If the drive is OK according to SMART Utility, you should try repairing the filesystem with Alsoft DiskWarrior. DiskWarrior is developed by a team with intimate knowledge of the HFS filesystem, and it's able to fix problems that Disk Utility cannot.


I've had good experience fixing volumes (even when disk utility says it can't fix it) using Diskwarrior for HFS/HFS+ and/or TechTool Pro for HFS/HFS+/APFS.

Both of them are paid, there might be freeware alternatives but I don't have personal experience with any.

  • 1
    Note 2021: Neither of them are shareware any more, but well worth the money. [DiskWarrior can't handle APFS yet, but is still the best on HFS+]
    – Tetsujin
    Aug 6, 2021 at 13:06
  • I had lots of disk repair tools telling me my HDD is gone but Diskwarrior got me back some b-tree corruption ... Still get some message about smart error but it's been over 2 yrs still all fine
    – becker
    Mar 12 at 14:56

For me, Disk Utility on Snow Leopard works at repairing permissions for drives but not on Mavericks. Strange.
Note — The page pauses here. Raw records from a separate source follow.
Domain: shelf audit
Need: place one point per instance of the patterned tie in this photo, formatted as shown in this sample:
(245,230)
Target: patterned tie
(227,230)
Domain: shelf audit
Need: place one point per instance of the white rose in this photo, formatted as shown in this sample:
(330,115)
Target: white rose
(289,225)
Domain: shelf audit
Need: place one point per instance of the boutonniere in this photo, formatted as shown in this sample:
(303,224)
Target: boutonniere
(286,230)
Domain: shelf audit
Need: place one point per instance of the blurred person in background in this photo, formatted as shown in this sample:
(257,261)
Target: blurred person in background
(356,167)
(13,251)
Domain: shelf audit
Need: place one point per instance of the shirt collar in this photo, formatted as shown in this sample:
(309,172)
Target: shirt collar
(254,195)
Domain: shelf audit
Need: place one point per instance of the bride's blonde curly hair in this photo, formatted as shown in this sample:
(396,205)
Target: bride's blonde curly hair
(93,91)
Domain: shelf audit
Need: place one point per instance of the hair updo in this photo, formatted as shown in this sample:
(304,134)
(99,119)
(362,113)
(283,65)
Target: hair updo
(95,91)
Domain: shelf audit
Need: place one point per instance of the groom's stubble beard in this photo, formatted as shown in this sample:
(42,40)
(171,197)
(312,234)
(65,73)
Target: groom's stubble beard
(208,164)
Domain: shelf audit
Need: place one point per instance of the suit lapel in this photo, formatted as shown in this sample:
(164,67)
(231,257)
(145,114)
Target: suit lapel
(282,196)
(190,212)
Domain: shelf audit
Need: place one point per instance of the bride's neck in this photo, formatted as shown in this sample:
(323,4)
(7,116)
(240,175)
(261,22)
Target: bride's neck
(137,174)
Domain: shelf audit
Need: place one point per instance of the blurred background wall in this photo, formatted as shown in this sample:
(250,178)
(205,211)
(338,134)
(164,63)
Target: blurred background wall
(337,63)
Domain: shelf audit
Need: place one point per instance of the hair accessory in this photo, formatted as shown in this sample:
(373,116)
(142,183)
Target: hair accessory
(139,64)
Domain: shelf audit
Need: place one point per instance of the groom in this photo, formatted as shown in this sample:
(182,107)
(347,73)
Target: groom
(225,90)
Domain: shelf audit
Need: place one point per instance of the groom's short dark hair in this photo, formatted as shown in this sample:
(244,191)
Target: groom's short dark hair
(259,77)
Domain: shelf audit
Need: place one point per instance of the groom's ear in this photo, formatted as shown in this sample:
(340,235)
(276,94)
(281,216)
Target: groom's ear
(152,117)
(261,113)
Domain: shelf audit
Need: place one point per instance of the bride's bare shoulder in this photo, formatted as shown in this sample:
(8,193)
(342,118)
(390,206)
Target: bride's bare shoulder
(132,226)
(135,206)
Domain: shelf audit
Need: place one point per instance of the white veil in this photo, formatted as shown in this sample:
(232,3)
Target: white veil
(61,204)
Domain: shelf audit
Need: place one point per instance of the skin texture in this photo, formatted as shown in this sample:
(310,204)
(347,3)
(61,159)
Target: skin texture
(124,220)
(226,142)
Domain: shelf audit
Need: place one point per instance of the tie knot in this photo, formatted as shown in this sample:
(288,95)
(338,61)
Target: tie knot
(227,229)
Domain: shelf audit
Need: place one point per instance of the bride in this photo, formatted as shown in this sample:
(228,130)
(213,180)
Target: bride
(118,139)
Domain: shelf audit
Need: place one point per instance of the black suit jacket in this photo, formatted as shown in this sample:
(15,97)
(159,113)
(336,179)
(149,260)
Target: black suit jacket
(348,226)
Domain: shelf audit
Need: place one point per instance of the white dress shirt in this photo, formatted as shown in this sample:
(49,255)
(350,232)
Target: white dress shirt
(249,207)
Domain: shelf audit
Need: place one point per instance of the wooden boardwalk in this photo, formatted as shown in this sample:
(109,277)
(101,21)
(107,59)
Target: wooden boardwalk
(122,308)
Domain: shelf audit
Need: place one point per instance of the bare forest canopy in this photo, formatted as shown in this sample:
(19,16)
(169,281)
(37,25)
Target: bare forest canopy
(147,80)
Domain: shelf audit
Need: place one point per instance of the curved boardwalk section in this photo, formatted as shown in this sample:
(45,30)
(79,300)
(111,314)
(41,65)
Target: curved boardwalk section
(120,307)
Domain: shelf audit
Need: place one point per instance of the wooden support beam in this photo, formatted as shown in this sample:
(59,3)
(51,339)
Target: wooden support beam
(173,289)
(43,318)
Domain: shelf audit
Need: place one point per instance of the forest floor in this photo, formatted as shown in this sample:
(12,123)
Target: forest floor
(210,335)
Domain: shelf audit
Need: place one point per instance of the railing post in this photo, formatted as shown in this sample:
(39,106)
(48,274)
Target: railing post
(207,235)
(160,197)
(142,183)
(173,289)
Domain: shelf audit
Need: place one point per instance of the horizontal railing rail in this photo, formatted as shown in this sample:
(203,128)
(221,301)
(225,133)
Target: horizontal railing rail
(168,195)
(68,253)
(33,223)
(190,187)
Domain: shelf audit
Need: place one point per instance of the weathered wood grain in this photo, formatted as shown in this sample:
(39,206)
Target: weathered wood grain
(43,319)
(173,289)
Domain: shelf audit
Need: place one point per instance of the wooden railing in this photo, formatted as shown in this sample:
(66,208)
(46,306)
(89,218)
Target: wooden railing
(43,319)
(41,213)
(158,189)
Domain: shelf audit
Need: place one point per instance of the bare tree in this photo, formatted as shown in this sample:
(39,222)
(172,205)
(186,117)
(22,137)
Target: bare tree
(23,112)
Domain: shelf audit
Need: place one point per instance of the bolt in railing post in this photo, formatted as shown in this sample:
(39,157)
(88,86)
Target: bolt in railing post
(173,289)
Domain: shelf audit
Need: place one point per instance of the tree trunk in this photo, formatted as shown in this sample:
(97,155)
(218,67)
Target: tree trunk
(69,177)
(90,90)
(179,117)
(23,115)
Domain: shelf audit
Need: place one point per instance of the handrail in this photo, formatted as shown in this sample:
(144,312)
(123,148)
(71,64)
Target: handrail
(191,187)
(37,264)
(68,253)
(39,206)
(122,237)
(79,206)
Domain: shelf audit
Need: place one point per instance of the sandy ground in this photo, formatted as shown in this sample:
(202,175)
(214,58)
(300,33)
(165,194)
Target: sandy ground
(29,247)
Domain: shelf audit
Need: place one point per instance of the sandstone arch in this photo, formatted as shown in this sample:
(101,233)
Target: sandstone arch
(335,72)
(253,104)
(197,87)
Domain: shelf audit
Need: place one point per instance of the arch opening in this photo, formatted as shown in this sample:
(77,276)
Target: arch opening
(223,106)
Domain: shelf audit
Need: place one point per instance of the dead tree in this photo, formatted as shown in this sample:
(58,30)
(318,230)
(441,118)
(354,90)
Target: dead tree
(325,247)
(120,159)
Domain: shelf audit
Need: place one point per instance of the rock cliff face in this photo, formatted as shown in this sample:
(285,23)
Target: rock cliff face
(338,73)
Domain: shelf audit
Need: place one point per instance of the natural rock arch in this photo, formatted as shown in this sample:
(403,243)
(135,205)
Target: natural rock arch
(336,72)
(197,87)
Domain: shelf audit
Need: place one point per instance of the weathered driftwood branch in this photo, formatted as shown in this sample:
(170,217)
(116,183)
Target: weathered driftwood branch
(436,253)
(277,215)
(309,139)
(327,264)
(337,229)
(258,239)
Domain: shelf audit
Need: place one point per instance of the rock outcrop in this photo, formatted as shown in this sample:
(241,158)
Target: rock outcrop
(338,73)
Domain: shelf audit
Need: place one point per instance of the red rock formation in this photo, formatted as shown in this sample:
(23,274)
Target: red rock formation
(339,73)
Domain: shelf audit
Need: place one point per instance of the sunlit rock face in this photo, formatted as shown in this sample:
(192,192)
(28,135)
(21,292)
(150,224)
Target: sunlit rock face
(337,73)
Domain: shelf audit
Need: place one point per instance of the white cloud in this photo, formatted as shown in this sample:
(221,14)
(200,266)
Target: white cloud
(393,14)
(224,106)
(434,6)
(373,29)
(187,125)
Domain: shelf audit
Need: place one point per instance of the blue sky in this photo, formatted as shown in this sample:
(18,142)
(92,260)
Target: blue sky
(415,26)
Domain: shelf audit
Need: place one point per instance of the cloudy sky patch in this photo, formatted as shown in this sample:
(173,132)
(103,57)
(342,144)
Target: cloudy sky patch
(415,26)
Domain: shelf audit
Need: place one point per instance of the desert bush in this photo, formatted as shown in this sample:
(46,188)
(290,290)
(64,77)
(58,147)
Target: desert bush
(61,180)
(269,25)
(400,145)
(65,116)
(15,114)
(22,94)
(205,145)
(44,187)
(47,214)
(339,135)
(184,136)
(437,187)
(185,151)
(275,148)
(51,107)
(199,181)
If Disk Utility can't repair the volume, it means that its directory structure is damaged to point where it can't find all catalogued files any more.

While you can now try copying all files to another disk, this may result in lots of errors, and you may also not get all files that are still theoretically recoverable.

Therefore, I recommend that you use the product Data Rescue for this recovery job. It scans the entire disk (takes a while), searching for "lost fragments" of the catalog, trying its best to recover as much as possible.

With a disk that's marked unrepairable, you should not try to keep writing to it (in fact, it should be made read-only, which is, sadly not as simple any more as it used to be long ago), because any further writes may overwrite valid data, due to the damaged catalog.

So, get a large enough second disk and start rescuing. Do not attempt to fix this volume unless you do not care for more losses.


Short Story: Use DiskWarrior

My computer crashed and damaged directory files on my external hard drive. So it wouldn't mount but I could see it in Disk Utility (altho it wouldn't repair). Paid the $120 for the diskwarrior, went thru everything and it was fine. Gives you a preview to grab files too before they go in and fix the bug. Worth the money.


Read somewhere about trying to click Repair several times until it worked. It took a while until it took it and I was able to recover the disk , backed it up and format it.


Problem with Catalina and NTFS

If you are experiencing this issue with your NTFS disk after upgrading your OS to Catalina, install the Paragon Driver https://www.seagate.com/support/software/paragon/.

I found the answer from a Reddit thread.